Thats a loaded question.

You can figure this out on your own just using some rule of thumbs.
Know volume to radius (4:1) and energy fall off (1:4)

Two Suns means that you need about 25% more protection at the same distance. (falloff is the square root of the distance) This means you need about twice the core mass by volume 25% by radius. Mass of the planet would be about twice the mass, Grey zone between a water world and earth like.

There is an inherent problem with this set up though. Although you have successfully protected the planet from solar winds, the planet is still receiving 25% more light/heat. An easier solution place the planet 25% further then 1AU, the keep the plant the same.

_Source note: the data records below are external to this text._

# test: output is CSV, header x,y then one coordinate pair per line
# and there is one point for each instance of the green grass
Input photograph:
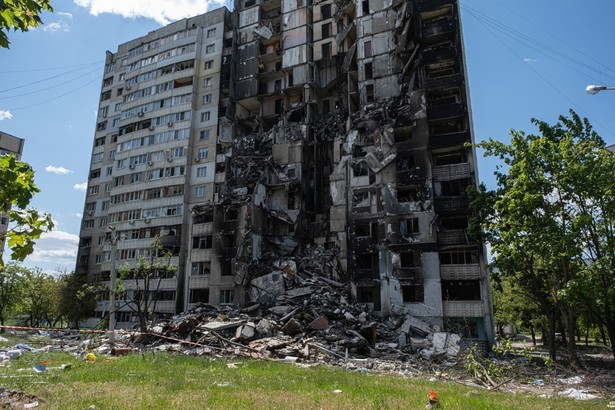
x,y
173,381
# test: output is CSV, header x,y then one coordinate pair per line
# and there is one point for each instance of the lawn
x,y
163,380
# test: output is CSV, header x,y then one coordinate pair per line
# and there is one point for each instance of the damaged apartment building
x,y
292,136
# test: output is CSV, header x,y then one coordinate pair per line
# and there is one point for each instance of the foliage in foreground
x,y
163,380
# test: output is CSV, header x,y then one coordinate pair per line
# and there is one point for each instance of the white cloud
x,y
5,115
57,170
56,26
81,187
161,11
57,248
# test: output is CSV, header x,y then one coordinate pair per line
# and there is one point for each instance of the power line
x,y
59,96
539,74
53,86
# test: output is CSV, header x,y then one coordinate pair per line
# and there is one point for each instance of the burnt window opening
x,y
367,49
405,163
231,214
202,242
454,188
466,328
461,290
325,11
454,222
199,295
413,293
369,73
326,29
326,50
438,98
458,257
201,268
369,93
408,194
410,260
449,158
408,226
226,268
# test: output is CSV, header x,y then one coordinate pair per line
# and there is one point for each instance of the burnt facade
x,y
322,137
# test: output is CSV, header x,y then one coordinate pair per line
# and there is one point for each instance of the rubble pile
x,y
310,321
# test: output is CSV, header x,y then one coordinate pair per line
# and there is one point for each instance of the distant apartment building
x,y
9,144
286,137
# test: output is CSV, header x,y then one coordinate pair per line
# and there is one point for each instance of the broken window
x,y
458,257
367,49
369,74
199,295
413,293
407,194
202,242
461,290
227,296
408,226
454,188
201,268
326,50
325,11
326,30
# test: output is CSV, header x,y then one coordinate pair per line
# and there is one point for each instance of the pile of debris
x,y
312,321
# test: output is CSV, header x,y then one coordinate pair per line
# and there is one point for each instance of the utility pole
x,y
113,275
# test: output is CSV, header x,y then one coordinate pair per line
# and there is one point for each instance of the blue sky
x,y
525,59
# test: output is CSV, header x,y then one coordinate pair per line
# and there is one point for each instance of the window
x,y
326,30
202,242
413,293
325,11
227,296
369,73
201,268
326,50
203,152
199,295
367,49
199,191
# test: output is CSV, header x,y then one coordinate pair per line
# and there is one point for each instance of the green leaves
x,y
20,15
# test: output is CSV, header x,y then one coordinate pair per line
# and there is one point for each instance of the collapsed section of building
x,y
290,136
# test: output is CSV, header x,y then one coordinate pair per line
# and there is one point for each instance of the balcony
x,y
452,139
407,273
439,54
469,271
430,5
453,237
451,172
464,308
446,205
441,112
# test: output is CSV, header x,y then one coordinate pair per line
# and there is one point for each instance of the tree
x,y
549,221
17,188
13,281
140,285
20,15
78,298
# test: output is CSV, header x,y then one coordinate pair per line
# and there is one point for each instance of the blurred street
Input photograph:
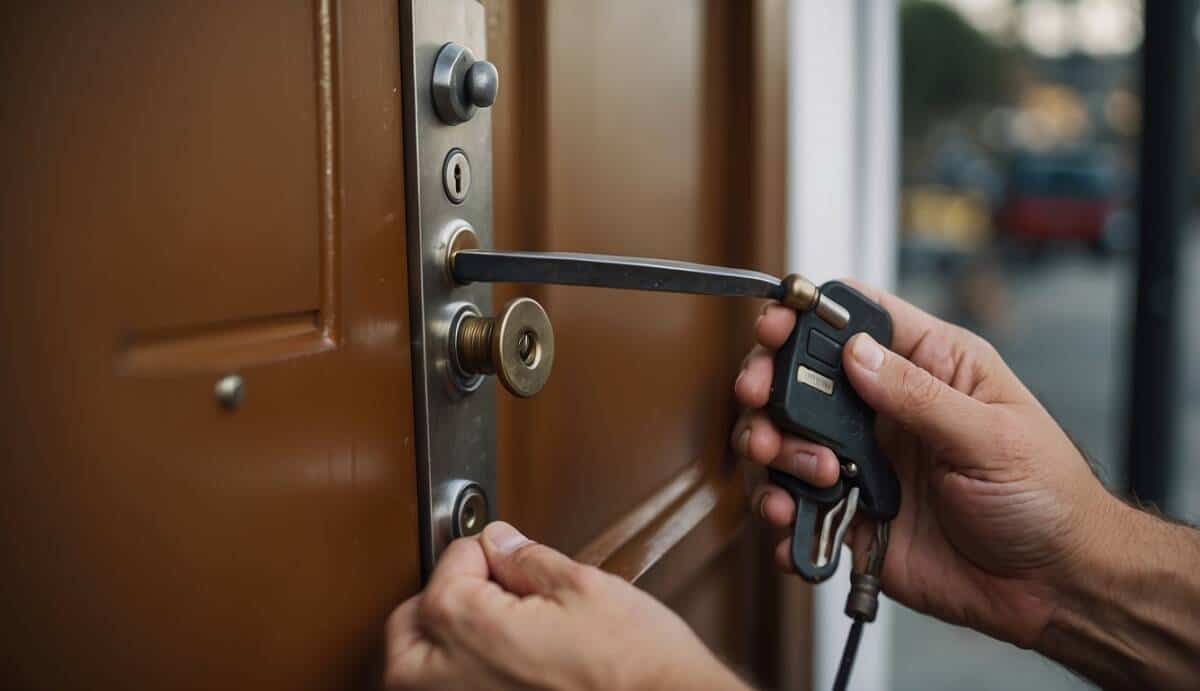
x,y
1067,334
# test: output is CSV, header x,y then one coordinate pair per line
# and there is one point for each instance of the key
x,y
810,395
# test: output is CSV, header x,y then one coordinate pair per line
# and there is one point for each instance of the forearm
x,y
1129,618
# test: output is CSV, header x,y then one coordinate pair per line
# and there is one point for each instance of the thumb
x,y
924,404
523,566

Realistically? I'll say about 5 Earth-masses is the highest it goes for habitability, so about 1.3 - 1.8 Earth-radii? Somewhere in there?

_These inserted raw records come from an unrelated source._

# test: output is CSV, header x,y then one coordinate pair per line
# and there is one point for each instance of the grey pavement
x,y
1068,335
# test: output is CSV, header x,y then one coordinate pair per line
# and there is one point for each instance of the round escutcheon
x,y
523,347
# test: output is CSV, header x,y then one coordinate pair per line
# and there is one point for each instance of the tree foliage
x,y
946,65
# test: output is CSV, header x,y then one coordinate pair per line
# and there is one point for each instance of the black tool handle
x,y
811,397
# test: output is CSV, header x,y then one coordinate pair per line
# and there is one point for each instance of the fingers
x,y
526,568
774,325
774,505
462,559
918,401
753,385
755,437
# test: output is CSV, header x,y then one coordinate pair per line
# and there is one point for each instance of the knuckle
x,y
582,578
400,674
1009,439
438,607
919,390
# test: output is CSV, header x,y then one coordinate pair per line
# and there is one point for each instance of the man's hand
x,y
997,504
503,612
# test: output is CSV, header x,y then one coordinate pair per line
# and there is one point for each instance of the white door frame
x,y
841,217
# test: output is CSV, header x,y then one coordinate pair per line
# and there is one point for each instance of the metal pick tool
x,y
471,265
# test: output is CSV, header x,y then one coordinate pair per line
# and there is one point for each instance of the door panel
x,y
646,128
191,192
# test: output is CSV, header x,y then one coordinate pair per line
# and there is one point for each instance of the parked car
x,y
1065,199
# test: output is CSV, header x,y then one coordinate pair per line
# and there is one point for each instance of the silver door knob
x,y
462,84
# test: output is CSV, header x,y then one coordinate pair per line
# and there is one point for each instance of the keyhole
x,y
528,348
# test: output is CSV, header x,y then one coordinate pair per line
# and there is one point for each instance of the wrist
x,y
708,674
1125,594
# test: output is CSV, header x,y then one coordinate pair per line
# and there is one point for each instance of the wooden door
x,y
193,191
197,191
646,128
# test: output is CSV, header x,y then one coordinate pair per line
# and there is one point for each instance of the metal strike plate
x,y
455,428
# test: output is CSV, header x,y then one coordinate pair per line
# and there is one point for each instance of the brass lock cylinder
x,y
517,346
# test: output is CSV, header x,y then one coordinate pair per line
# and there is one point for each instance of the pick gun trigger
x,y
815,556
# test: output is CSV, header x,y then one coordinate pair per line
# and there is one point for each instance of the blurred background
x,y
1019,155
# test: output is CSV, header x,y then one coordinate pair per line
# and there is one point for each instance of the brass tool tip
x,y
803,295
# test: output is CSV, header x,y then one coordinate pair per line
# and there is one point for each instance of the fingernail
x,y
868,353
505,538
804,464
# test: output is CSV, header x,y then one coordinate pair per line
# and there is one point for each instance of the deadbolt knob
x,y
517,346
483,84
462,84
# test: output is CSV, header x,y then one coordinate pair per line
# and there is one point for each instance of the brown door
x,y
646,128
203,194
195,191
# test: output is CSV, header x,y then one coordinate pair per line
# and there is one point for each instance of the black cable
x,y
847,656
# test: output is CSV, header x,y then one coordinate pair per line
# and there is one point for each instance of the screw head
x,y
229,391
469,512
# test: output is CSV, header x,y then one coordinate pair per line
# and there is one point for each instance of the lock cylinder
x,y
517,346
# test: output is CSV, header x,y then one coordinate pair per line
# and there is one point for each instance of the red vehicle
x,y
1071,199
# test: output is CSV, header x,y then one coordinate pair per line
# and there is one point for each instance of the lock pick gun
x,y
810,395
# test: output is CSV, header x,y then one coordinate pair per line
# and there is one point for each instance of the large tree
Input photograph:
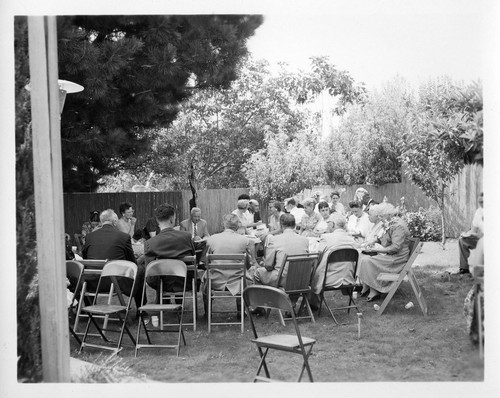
x,y
366,147
446,133
136,70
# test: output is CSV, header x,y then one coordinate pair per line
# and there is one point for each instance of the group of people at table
x,y
314,225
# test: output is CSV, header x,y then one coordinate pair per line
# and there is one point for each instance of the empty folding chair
x,y
405,274
191,291
272,298
163,269
92,270
340,274
112,272
74,273
225,263
299,269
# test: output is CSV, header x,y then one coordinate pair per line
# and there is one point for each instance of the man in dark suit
x,y
107,243
197,227
170,244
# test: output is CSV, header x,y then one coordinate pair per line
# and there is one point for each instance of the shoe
x,y
376,297
259,311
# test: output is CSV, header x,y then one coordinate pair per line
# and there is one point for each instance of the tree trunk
x,y
192,185
441,207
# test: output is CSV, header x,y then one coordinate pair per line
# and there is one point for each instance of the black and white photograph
x,y
225,192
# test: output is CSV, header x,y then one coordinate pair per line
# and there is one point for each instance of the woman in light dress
x,y
310,219
325,225
391,252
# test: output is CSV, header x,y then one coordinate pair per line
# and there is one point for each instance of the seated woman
x,y
87,228
310,219
274,218
376,231
243,216
325,225
391,253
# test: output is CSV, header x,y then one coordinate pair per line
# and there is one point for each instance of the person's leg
x,y
465,245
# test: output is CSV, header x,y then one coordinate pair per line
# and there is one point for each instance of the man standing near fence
x,y
468,240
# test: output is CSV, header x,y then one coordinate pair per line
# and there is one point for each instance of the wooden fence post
x,y
47,167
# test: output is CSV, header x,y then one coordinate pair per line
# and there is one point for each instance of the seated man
x,y
107,243
338,239
226,242
287,243
468,240
170,244
197,227
358,224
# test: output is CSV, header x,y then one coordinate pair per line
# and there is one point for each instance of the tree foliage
x,y
217,130
285,166
136,70
367,144
446,131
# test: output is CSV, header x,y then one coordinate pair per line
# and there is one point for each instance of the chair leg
x,y
262,364
281,318
305,364
195,302
331,312
209,304
304,298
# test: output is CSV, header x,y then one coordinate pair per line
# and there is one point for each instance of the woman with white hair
x,y
388,254
310,219
243,216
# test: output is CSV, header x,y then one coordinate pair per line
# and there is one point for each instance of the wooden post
x,y
49,207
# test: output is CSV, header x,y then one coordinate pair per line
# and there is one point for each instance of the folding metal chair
x,y
113,270
348,258
272,298
192,267
405,274
163,269
225,262
74,273
92,269
300,269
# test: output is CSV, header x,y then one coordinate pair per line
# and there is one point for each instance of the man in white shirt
x,y
291,207
198,229
358,224
468,240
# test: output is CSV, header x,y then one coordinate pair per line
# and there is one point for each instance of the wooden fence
x,y
460,204
214,203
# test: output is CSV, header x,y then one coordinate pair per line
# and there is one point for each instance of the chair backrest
x,y
123,268
166,267
74,270
226,261
340,256
299,271
413,244
268,297
93,264
74,273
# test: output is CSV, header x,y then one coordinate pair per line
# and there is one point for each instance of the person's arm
x,y
129,252
270,259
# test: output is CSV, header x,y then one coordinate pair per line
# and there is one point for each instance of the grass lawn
x,y
400,345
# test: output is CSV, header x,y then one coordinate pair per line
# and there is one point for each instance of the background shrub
x,y
424,224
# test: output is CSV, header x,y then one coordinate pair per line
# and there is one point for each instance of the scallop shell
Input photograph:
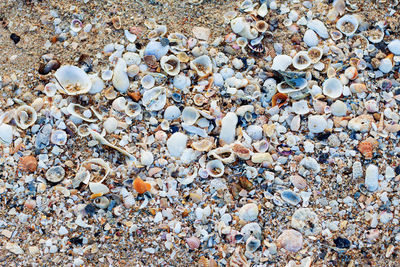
x,y
25,116
347,24
72,80
171,65
81,112
155,99
224,154
301,60
332,88
202,65
215,168
315,54
55,174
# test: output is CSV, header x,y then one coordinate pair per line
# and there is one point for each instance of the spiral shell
x,y
25,116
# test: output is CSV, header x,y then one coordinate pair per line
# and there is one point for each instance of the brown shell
x,y
27,164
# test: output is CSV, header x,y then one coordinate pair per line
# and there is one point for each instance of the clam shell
x,y
25,116
72,80
171,65
215,168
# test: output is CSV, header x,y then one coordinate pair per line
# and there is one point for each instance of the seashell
x,y
347,24
25,116
279,99
394,47
81,112
237,259
203,145
58,137
367,147
155,99
55,174
317,124
281,62
147,81
140,186
241,27
301,60
310,38
351,73
171,65
336,35
224,154
27,164
315,54
190,115
332,88
101,202
318,27
72,80
215,168
202,65
98,168
98,188
241,151
193,242
261,26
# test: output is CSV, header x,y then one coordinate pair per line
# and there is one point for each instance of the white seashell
x,y
176,144
319,27
55,174
120,77
300,107
317,123
315,54
394,47
249,212
215,168
281,62
202,65
81,112
155,99
25,116
332,88
190,115
386,65
6,133
339,108
263,10
301,60
242,28
310,38
171,65
98,188
72,80
58,137
147,81
228,128
347,24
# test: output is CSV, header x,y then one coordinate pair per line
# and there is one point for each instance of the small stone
x,y
290,240
248,212
371,178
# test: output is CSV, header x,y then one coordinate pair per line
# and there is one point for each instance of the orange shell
x,y
141,186
27,164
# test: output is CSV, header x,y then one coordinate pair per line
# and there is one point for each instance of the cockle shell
x,y
72,80
171,65
25,116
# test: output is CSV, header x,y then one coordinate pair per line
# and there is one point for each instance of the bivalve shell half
x,y
25,116
171,65
72,80
347,24
332,88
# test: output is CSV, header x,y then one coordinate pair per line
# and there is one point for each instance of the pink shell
x,y
193,242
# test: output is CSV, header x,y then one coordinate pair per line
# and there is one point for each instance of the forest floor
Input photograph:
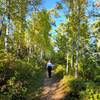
x,y
54,89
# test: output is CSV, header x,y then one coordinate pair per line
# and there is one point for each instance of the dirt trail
x,y
53,89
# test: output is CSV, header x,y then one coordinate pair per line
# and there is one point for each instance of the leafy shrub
x,y
60,71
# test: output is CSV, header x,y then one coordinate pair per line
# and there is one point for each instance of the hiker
x,y
49,68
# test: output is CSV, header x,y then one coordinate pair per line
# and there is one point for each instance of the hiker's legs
x,y
49,72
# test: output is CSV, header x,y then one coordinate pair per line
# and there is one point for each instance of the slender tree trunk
x,y
72,59
67,67
77,49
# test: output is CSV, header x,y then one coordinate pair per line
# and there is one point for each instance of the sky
x,y
49,4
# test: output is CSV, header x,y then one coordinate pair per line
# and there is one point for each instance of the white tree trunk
x,y
67,67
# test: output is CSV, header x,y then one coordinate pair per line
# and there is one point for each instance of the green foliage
x,y
59,71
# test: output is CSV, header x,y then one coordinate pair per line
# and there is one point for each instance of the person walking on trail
x,y
49,68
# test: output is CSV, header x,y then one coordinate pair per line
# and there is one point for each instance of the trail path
x,y
52,89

MKruer wrote:Thats a loaded question.

You can figure this out on your own just using some rule of thumbs.
Know volume to radius (4:1) and energy fall off (1:4)

Two Suns means that you need about 25% more protection at the same distance. (falloff is the square root of the distance) This means you need about twice the core mass by volume 25% by radius. Mass of the planet would be about twice the mass, Grey zone between a water world and earth like.

There is an inherent problem with this set up though. Although you have successfully protected the planet from solar winds, the planet is still receiving 25% more light/heat. An easier solution place the planet 25% further then 1AU, the keep the plant the same.

So, for a planet that is 1.20 earth radii, 1.25 AU would be good distance from, say, Delta Trianguli?

I made a mistake in my original assessment, the numbers would be correct if the star was twice as hot, not for two stars in a system.
For all intents and purposes the "solar winds" strength can be equated to the temperature of the star(s), So...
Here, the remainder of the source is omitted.